The proposal has been met with bipartisan condemnation, with some Republicans joining Democrats in voicing their disapproval.
Senator Roger Wicker of Mississippi and Representative Mike Rogers of Alabama said the decision risked “undermining deterrence and sending the wrong signal to Vladimir Putin.”
Wicker and Rogers said any significant change to the US force posture in Europe warrants review and coordination with Congress.
“We expect the Department to engage with its oversight committees in the days and weeks ahead on this decision and its implications for US deterrence and trans-Atlantic security,” they said in a joint statement.
However, Germany seemed to take the move somewhat in their stride, with Boris Pistorius, defence minister, saying it was “expected.”
Congress bypassed as billions in arms sales approved
In several announcements made yesterday, the State Department said it had approved military sales to Israel, Qatar, the UAE and Kuwait totalling US$8.6 billion ($12 billion).
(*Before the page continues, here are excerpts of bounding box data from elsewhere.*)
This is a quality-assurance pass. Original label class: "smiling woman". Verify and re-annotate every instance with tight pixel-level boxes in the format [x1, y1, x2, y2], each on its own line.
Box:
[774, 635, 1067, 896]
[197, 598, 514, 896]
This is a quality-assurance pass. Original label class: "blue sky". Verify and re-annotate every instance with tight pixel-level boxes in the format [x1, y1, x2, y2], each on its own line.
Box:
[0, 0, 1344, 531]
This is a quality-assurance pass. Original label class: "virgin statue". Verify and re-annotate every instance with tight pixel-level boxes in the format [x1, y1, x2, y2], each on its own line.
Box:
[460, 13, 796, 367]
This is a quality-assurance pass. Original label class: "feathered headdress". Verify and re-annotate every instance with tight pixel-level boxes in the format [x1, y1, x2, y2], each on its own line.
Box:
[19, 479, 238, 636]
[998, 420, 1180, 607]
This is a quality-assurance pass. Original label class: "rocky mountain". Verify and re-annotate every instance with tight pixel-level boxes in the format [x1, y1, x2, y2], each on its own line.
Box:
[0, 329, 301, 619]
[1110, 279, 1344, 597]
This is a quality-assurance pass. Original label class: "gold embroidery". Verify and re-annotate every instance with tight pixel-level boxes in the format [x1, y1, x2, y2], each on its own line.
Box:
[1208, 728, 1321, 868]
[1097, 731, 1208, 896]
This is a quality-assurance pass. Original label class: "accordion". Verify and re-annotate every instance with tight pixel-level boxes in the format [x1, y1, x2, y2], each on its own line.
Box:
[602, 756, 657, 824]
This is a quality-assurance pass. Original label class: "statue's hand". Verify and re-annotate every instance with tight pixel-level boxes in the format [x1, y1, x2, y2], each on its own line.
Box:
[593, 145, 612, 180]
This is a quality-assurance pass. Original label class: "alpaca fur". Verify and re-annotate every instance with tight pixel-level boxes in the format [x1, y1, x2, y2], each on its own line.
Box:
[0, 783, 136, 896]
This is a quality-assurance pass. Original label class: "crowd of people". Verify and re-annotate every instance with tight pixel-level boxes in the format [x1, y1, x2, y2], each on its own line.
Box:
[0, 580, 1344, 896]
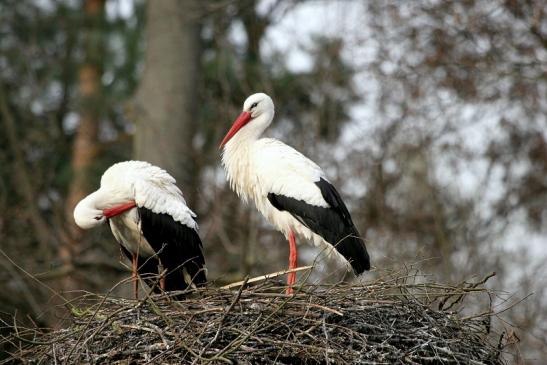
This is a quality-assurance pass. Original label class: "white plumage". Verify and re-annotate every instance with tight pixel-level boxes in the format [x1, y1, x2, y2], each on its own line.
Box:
[101, 161, 198, 229]
[74, 161, 205, 296]
[221, 93, 370, 288]
[222, 138, 334, 252]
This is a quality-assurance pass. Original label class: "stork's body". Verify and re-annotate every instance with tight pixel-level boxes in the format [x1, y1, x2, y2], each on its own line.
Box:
[221, 94, 370, 292]
[74, 161, 206, 295]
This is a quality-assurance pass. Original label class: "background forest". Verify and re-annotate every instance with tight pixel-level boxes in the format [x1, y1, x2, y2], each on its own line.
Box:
[0, 0, 547, 364]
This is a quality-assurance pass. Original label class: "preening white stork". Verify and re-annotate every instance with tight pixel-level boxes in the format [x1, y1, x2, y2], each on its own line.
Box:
[220, 93, 370, 293]
[74, 161, 206, 297]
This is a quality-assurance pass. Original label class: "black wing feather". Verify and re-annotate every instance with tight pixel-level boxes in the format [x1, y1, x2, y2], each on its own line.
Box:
[138, 207, 207, 291]
[268, 179, 370, 274]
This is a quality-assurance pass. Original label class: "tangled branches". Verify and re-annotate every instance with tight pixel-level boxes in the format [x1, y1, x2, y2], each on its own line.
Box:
[4, 268, 503, 364]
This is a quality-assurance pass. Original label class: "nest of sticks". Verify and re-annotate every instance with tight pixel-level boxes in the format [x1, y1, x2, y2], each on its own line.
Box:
[0, 266, 504, 364]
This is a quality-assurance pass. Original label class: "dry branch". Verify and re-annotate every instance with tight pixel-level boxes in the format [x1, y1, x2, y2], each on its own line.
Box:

“The Secretary of State [Marco Rubio] has determined and provided detailed justification that an emergency exists that requires the immediate sale… of the above defence articles and defence services is in the national security interests of the United States,” the statements read, adding that this meant the need for congressional approval was waived.
Israel received the Advanced Precision Kill Weapons System and “other related equipment”, which will net the US about $1.4 billion.
The UAE and Qatar also received this system, while the latter will have its Patriot air and missile defence stocks replenished.
This will cost around $5.6 billion alone.
“There will be no adverse impact on US defence readiness as a result of this proposed sale,” the State Department claims.